Cuando Aubrey Thyme se sentó con Crowley por primera vez, en aquella primera sesión que tuvieron juntos, cuando él le preguntó por Edipo y ella le enseñó una técnica de relajación, realizó la evaluación de riesgo. Le había hecho las preguntas, claras y directas, y él no había bromeado. No se había reído. Se las había tomado en serio.

Se las había tomado en serio y había mentido descaradamente al responderlas.

Ella se dio cuenta de que estaba mintiendo en sus respuestas. Lo había presionado, con suavidad, con cuidado, porque aún no habían formado una alianza terapéutica, porque por aquel entonces él estaba muy enfadado y no confiaba en ella. Pero lo había presionado, y él había seguido mintiendo. Cuando alguien te miente, llega un momento en que no te queda más remedio que aceptar sus mentiras. 

Lo había puesto en riesgo bajo.

En el caso de un cliente de bajo riesgo, es posible que la terapeuta no vuelva a hacer esas preguntas tan directas. Pero la evaluación de riesgo no era algo que se hiciera una sola vez. La evaluación comienza con preguntas directas e incómodas, y continúa, regularmente, sesión tras sesión, a través de una serie de cuidadosas observaciones y preguntas menos directas.

Aubrey Thyme siguió poniendo a Crowley en riesgo bajo.

Por lo menos, Aubrey Thyme ponía a Crowley en riesgo bajo de suicidio. La ideación homicida era un asunto completamente distinto. Suponía que podía considerarlo de riesgo bajo de homicidio, dado que nunca había mostrado deseos realistas de hacer daño a humanos concretos e identificables. Estaba dispuesta a aceptar que quizá aquello era lo máximo que se le podía pedir a un demonio.

El hecho de que, según la opinión profesional de Aubrey Thyme, Crowley se situara en riesgo bajo no la tranquilizaba demasiado, a la luz de su inminente ausencia de un mes. Pensó que quizá debería tranquilizarla más. Pensó que quizá la creciente preocupación que sentía por él, al igual que por el resto de sus clientes, tenía más que ver con sus propios problemas de control que con sus niveles de riesgo reales. Pero, aun así, no estaba tranquila.

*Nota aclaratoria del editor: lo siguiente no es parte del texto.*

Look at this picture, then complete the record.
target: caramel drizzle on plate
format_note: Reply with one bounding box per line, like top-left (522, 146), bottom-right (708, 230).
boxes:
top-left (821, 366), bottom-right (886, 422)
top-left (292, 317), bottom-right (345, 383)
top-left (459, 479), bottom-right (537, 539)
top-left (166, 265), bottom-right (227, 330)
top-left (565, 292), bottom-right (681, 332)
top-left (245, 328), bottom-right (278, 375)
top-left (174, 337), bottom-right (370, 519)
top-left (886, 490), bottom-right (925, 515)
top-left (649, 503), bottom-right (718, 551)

El nivel de riesgo está relacionado con los factores de riesgo del cliente. Existen determinados factores en la personalidad, la historia vital y las circunstancias externas de un individuo que aumentan estadísticamente la probabilidad de que se suicide. Y Crowley, por su parte, mostraba una serie de factores de riesgo. El más relevante, en opinión profesional de Aubrey Thyme, era su impulsividad. Anthony J. Crowley tenía una vena impulsiva de proporciones kilométricas. Era impulsivo y propenso a los ataques de desesperación, y estaba en medio del doloroso y angustioso proceso de elaborar la narrativa de su trauma. Y resulta que la mezcla de dolor y angustia en alguien con una vena impulsiva de proporciones kilométricas que además es propenso a los ataques de desesperación puede ser muy, muy mala.

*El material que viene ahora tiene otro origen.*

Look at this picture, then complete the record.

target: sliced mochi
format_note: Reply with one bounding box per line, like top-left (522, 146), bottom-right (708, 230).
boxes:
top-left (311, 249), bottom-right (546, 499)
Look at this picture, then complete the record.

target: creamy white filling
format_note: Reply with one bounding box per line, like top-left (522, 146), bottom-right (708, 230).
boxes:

Aun así, Crowley era de riesgo bajo. Junto con sus factores de riesgo, también tenía un importante factor de protección, algo que reducía la probabilidad estadística de que se autolesionara. Era preferible, por supuesto, que un individuo tuviera una amplia variedad de factores de protección distintos, pero Crowley era diferente. Puede que Crowley solo tuviera un factor de protección importante, pero el factor de protección que tenía era la cosa más jodidamente potente que Aubrey Thyme había visto jamás. Crowley era de bajo riesgo, y ella creía que probablemente lo seguiría siendo, mientras todo su mundo pudiera permanecer cómodamente acurrucado alrededor de Aziraphale.

Lo único que quería hacer, lo único que quería antes de dejarlo solo durante un condenado mes, era reforzar el significado y la trascendencia de su conexión con Aziraphale tanto como le fuera posible; dejar que se apoyara en Aziraphale total y completamente, y así ella se sentiría segura dejándolo durante un mes entero.

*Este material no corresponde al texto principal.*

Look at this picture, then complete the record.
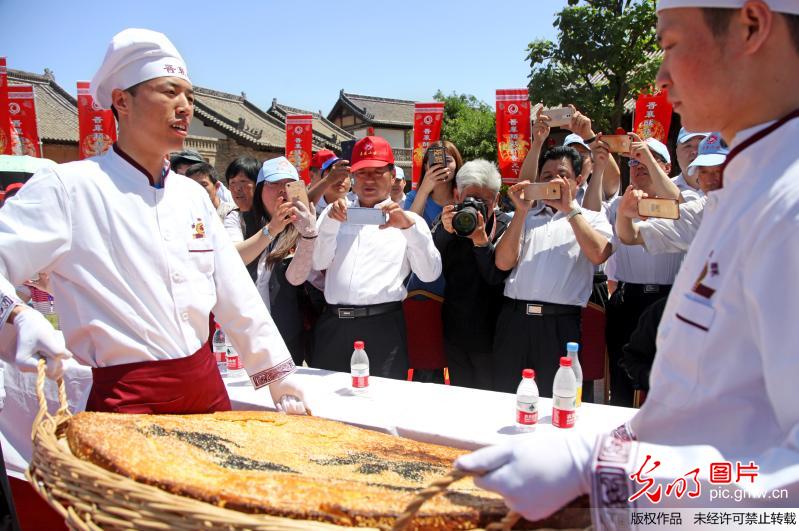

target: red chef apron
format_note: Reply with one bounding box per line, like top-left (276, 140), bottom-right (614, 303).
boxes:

No existe el riesgo cero, solo el riesgo bajo.

Su plan había sido una mierda. Habría sido un plan mejor, menos propenso al fracaso, si ella no hubiera pospuesto tanto el momento de hablar con él sobre su inminente ausencia. Y ahora, solo tenía dos sesiones para idear algo mejor.

***

—Hoy tengo una ficha para ti —dijo ella, al comienzo de la siguiente sesión.

—Ooh —dijo él.

Hubo un tiempo en que habría interpretado aquello como una respuesta sarcástica, pero ahora sabía que no era así. Ahora sabía lo mucho que Crowley disfrutaba con las fichas. Le encantaban. Le encantaba que, a veces, tuvieran erratas, y entonces él sostenía la ficha en alto y se las señalaba hasta que la cabreaba del todo. Le encantaba que, a veces, fueran fotocopias de escaneos de fotocopias, y fingía que no era capaz de leer las palabras en el papel. Le encantaba que, a veces, las imágenes no estuvieran alineadas con el texto. Una vez, una ficha había estado en Comic sans, y aquello le alegró el día. 

Aubrey Thyme no creaba estas fichas. Ella nunca habría elegido Comic sans. Ella no cometía erratas. Aún así, a él le encantaba darle la lata con eso.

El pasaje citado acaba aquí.